Comme de nombreux salariés, les créateurs de jeux vidéo ignorent souvent qu’ils ont aussi très souvent l

DROIT D'AUTEUR : jeux vidéo et le rapport parlementaire  Martin-Lalande du 21 décembre 2011

 

Rapport parlementaire sur la protection juridique des jeux vidéo du 21.12.2011 de Mr Martin-Lalande

Le jeu vidéo au centre de toutes les attentions

 

Comme de nombreux salariés, les créateurs de jeux vidéo ignorent souvent qu’ils ont aussi très souvent la qualité d’auteur en concourant à la création des jeux. Or ils auraient dans la plupart des cas des droits à faire valoir sur leurs créations (notamment le droit à une rémunération proportionnelle en tant qu’auteur). En effet, les graphismes, les musiques, images qui composent le jeu vidéo sont susceptibles d’être qualifiées d’œuvres originales au sens du droit d’auteur, même si ces créations ont été réalisées avec l’aide de la technologie.

 

Le rapport de Mr le député Martin-Lalande intervient sur un sujet qui a déjà fait l’objet de nombreux débats en 2005, au sein de la commission du CSPLA. En raison de la persistance des désaccords entre les différents acteurs du secteur des jeux vidéo et les sociétés d’auteurs, la mission de concertation n’avait pu aboutir. Rappelons que les éditeurs de jeux vidéo voulaient voir reconnaitre un régime juridique spécifique aux jeux vidéo.

  

Quel est donc l’intérêt de ce rapport ? L’objectif affiché est de relancer le travail de concertation et de médiation entre les professionnels du secteur pour aboutir à un accord et améliorer le cadre juridique existant des jeux vidéo. Le tout se ferait sous l’égide du CNC (centre national du cinéma et de l’image animée).

 

«  Pour sortir de cette guerre de tranchées  », le rapport préconise de renoncer à créer un statut juridique propre au jeu vidéo et d'aménager le cadre du droit d'auteur existant pour répondre à certaines de ses spécificités.

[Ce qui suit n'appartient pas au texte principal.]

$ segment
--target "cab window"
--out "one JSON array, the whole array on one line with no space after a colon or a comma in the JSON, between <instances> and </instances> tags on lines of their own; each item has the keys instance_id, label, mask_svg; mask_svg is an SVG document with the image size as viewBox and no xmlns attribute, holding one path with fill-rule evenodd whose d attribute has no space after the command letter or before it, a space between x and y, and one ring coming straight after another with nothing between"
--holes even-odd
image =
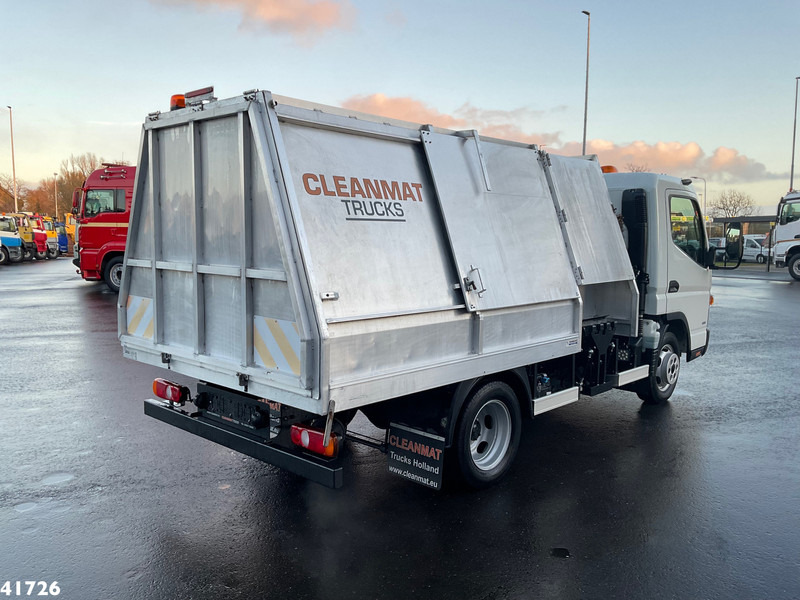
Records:
<instances>
[{"instance_id":1,"label":"cab window","mask_svg":"<svg viewBox=\"0 0 800 600\"><path fill-rule=\"evenodd\" d=\"M697 202L684 196L672 196L669 202L672 242L697 264L703 265L705 236Z\"/></svg>"},{"instance_id":2,"label":"cab window","mask_svg":"<svg viewBox=\"0 0 800 600\"><path fill-rule=\"evenodd\" d=\"M83 212L86 217L104 212L125 212L125 190L89 190Z\"/></svg>"},{"instance_id":3,"label":"cab window","mask_svg":"<svg viewBox=\"0 0 800 600\"><path fill-rule=\"evenodd\" d=\"M793 223L800 219L800 204L793 202L791 204L784 204L781 210L781 225Z\"/></svg>"}]
</instances>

Le rapport propose également au Gouvernement de créer de meilleures conditions économiques et fiscales pour le développement du secteur français du jeu vidéo.

 

 Actuellement, c’est le droit commun du droit d’auteur qui a vocation à s’appliquer aux jeux vidéo. Le rapport précise qu’ « il n’existe pas de statut légal propre au jeu vidéo, qu’il soit autonome ou intégré parmi la catégorie des œuvres multimédia. Autrement dit, la qualification juridique de l’œuvre jeu vidéo dépend des catégories juridiques existant déjà dans le CPI. Parmi ces catégories juridiques, certaines se rapportent à la nature de l’œuvre (œuvre audiovisuelle, œuvre logicielle), d’autres concernent son processus de création (œuvre de collaboration, œuvre collective). »

 

Le rapport constate qu’il n’existe pas de statut juridique spécifique dans les autres pays. La création d'un régime juridique propre au jeu vidéo ne serait pas la meilleure des solutions car la multiplication des régimes est source de complexité et d'accroissement du contentieux. Les instances de la Communauté européenne interrogées s’y sont d’ailleurs montrées défavorables.

 

A la lecture des différents contentieux relatifs aux logiciels, on peut comprendre l’inquiétude des éditeurs de jeux vidéo… A titre d’exemple, la société Prizee.com a été condamnée à verser à un ancien salarié 50 000 euros de dommages-intérêts pour contrefaçon… Elle n’avait pas pris la précaution d’obtenir les droits d’exploitation des musiques des jeux composées par son salarié par le biais d’une cession en bonne et due forme. La société pensait être titulaire des droits…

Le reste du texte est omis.